Há diferencial indescritível nas regiões urbanas livres do cabeamento aéreo
Mas gostos ancestrais persistem e influenciam nossa saúde mental. Buscamos ver o céu por entre as construções, aqui mais baixas, acolá muito altas. Para o exercício do ir e vir restam ruas, passeios, praças e parques. Contudo, sobre esse arranjo do espaço público paira onipresente a fiação aérea – essa gambiarra. Postes e transformadores, linhas elétricas esticadas e feixes frouxos, opacos e disformes das linhas de telefone, tevê a cabo e dados formam um conjunto não raras vezes assustador. Perde-se área útil dos passeios e se compromete o crescimento das árvores – podadas em forquilha, enfraquecem. Inegáveis os benefícios da energia elétrica e das comunicações, mas nada disso subsiste a um juízo estético civilizado. Mais ainda se considerada a alternativa do subsolo.
Há diferencial indescritível nas regiões urbanas livres do cabeamento aéreo. Paris, Berlim, Roma e centenas de outras cidades exibem céu por entre os monumentos urbanos. Entre nós, isso ocorre nas cidades históricas de Minas; em Brasília, no Plano Piloto; e no Rio, na orla. No Paraná, mencione-se o centro histórico da Lapa; em Curitiba, as imediações do Centro Cívico, da Rodoferroviária, da Marechal Deodoro e Linha Verde.

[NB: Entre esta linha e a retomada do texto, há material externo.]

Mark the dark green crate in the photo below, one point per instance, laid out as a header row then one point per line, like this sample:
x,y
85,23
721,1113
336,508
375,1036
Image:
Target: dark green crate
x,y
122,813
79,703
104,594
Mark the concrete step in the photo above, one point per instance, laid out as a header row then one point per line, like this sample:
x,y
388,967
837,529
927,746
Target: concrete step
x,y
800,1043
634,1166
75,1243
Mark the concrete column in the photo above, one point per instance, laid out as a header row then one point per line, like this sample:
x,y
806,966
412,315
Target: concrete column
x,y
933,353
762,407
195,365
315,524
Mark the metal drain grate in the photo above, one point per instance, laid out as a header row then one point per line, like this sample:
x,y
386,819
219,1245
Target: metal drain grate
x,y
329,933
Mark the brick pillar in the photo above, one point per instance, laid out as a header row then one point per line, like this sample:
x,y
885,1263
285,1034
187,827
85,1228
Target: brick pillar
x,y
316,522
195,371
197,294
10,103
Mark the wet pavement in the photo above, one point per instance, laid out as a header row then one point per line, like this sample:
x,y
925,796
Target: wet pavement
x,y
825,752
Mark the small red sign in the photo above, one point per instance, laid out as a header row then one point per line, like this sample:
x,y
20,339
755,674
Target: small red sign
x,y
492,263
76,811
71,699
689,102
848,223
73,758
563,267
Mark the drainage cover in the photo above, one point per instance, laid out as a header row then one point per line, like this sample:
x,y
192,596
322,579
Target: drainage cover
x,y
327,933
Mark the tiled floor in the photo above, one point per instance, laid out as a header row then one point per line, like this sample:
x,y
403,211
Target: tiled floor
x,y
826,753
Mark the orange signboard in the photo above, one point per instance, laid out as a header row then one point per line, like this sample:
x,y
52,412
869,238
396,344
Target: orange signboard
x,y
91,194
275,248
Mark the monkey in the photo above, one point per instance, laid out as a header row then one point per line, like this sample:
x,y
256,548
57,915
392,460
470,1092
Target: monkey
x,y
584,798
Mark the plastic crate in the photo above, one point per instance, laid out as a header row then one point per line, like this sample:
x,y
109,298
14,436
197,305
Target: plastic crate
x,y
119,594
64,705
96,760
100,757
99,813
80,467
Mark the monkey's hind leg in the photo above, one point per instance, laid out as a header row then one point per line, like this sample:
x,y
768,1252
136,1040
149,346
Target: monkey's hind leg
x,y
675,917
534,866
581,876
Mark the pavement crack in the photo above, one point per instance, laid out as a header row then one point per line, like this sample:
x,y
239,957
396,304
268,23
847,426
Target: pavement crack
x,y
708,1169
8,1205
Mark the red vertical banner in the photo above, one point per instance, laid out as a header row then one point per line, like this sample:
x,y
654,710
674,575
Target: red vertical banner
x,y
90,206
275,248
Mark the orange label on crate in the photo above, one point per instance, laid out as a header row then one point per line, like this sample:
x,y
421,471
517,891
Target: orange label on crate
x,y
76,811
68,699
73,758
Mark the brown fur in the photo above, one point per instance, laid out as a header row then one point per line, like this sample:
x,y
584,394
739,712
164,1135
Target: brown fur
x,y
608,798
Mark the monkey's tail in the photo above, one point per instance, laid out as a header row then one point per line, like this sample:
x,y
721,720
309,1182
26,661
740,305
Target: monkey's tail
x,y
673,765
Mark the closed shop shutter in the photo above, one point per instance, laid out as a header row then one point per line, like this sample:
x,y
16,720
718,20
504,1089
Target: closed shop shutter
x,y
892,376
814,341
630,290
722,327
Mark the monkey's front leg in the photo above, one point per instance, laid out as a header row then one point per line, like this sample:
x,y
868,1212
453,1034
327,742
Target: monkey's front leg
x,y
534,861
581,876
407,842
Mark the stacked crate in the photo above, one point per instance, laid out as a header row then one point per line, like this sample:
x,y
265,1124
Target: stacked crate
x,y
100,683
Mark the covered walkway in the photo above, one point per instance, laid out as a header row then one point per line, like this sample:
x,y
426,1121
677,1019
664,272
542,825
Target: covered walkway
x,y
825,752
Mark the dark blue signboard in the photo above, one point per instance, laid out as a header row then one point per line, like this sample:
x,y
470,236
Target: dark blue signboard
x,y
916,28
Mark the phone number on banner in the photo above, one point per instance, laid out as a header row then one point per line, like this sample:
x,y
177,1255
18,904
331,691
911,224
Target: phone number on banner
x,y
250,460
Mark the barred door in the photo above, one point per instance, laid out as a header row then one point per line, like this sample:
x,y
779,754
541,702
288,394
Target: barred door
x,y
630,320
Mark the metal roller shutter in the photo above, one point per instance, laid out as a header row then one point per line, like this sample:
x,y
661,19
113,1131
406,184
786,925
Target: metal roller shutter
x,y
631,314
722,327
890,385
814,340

A quem impor o ônus do cabeamento subterrâneo? Aos concessionários, de início, por correção de conduta. Ao poder público, porque terá um item a mais para administrar. Aos usuários, porque os custos serão atualizados. A todos, enfim, porque demandará paciência.

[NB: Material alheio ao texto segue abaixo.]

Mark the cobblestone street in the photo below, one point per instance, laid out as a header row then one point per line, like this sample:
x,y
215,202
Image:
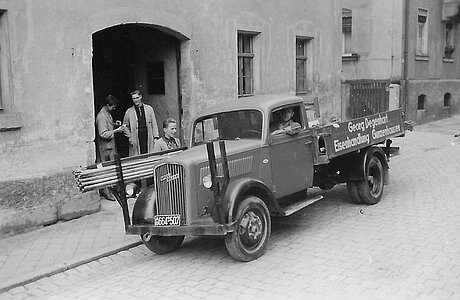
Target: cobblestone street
x,y
405,247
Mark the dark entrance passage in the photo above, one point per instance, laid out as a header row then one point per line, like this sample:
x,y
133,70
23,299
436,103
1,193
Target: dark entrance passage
x,y
135,56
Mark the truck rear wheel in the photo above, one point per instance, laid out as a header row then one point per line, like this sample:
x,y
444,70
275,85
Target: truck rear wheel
x,y
371,188
253,227
162,244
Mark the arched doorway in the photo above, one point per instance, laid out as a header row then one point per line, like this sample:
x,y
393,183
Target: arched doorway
x,y
137,56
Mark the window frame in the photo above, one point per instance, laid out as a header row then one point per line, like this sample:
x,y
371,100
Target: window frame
x,y
241,57
449,39
303,58
347,30
421,48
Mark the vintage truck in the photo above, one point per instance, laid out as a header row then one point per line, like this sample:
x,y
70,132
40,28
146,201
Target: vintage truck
x,y
259,172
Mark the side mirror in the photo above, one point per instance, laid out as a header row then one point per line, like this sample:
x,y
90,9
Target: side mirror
x,y
293,129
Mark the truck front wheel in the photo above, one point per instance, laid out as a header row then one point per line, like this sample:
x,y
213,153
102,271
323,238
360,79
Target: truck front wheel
x,y
371,188
162,244
253,227
352,187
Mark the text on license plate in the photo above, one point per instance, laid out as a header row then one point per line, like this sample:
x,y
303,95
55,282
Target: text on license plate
x,y
167,220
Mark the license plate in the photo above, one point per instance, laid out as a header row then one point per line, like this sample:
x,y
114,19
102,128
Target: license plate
x,y
167,220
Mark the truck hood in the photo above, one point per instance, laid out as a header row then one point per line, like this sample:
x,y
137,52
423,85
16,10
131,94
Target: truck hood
x,y
199,153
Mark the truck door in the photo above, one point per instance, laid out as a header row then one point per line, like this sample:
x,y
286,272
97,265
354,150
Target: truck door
x,y
291,154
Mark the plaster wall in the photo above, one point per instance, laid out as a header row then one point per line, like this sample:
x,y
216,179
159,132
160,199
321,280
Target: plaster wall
x,y
51,82
377,31
432,75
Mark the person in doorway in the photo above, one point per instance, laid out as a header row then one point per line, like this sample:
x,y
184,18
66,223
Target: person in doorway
x,y
105,138
142,126
168,141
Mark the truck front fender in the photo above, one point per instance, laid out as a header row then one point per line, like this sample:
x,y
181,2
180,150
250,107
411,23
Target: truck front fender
x,y
238,189
143,208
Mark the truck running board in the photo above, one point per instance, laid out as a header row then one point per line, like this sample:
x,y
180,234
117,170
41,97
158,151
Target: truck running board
x,y
298,205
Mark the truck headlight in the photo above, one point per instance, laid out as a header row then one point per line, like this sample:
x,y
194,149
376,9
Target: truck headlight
x,y
207,181
130,189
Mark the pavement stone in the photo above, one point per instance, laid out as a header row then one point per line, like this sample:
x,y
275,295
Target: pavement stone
x,y
56,248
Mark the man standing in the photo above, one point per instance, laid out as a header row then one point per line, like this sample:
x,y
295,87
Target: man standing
x,y
106,137
142,124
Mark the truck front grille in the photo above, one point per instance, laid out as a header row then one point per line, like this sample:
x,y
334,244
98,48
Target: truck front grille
x,y
170,189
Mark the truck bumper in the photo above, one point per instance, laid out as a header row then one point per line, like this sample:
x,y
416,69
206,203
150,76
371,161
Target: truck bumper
x,y
212,229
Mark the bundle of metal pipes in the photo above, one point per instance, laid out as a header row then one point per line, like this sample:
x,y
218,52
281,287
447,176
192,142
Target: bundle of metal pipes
x,y
105,174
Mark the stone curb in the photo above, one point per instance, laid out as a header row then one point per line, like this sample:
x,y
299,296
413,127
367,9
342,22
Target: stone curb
x,y
13,220
59,268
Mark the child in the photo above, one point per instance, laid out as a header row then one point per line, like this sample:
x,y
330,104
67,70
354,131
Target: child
x,y
168,141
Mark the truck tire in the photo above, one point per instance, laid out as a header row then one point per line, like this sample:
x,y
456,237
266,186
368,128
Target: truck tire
x,y
371,189
252,233
163,244
352,187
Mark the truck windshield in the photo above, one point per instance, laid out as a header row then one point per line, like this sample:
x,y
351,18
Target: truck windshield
x,y
235,125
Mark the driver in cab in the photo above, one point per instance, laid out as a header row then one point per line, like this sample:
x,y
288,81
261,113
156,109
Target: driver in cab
x,y
284,123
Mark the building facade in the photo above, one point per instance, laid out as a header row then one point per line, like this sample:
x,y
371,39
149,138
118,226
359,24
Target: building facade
x,y
411,45
60,58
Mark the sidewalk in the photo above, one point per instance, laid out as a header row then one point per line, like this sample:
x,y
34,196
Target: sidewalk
x,y
27,257
36,254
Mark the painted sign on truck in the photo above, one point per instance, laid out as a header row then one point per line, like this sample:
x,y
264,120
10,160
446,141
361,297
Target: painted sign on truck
x,y
351,135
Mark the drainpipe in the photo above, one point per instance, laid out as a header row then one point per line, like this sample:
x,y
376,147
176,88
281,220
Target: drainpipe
x,y
405,54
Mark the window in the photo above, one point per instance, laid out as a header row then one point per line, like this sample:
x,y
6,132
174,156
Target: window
x,y
234,125
421,102
301,66
449,40
422,32
155,78
346,30
447,97
285,116
245,64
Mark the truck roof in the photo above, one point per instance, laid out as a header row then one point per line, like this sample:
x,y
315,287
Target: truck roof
x,y
260,102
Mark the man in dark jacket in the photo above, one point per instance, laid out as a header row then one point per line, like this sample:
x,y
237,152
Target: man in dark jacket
x,y
105,140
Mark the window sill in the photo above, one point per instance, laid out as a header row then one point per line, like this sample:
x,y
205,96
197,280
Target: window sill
x,y
10,121
422,57
350,57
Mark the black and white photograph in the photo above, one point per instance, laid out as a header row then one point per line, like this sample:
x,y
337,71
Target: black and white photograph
x,y
210,149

E há benefícios econômicos, sim. O turismo, na balança comercial brasileira, é apenas menor que a exportação de soja em grão e minério de ferro. Mas é, certamente, o item mais elaborado. Segundo a OMT, viajam ao Brasil 6 milhões de turistas ao ano; pouco, diante de 80 milhões à França, 70 milhões aos EUA ou 50 milhões à Itália. O Brasil atrai com suas belezas naturais. Que dizer de Curitiba, sem praia, nem rios, e com seu futebol desacreditado? O aspecto marcante é sua evolução urbana, pura realização cultural: não se embeleza a natureza, mas se pode aprimorar mais e mais negócios, emprego e renda. O fim do cabeamento aéreo é uma causa nobre. A primeira tarefa? Olhar para cima.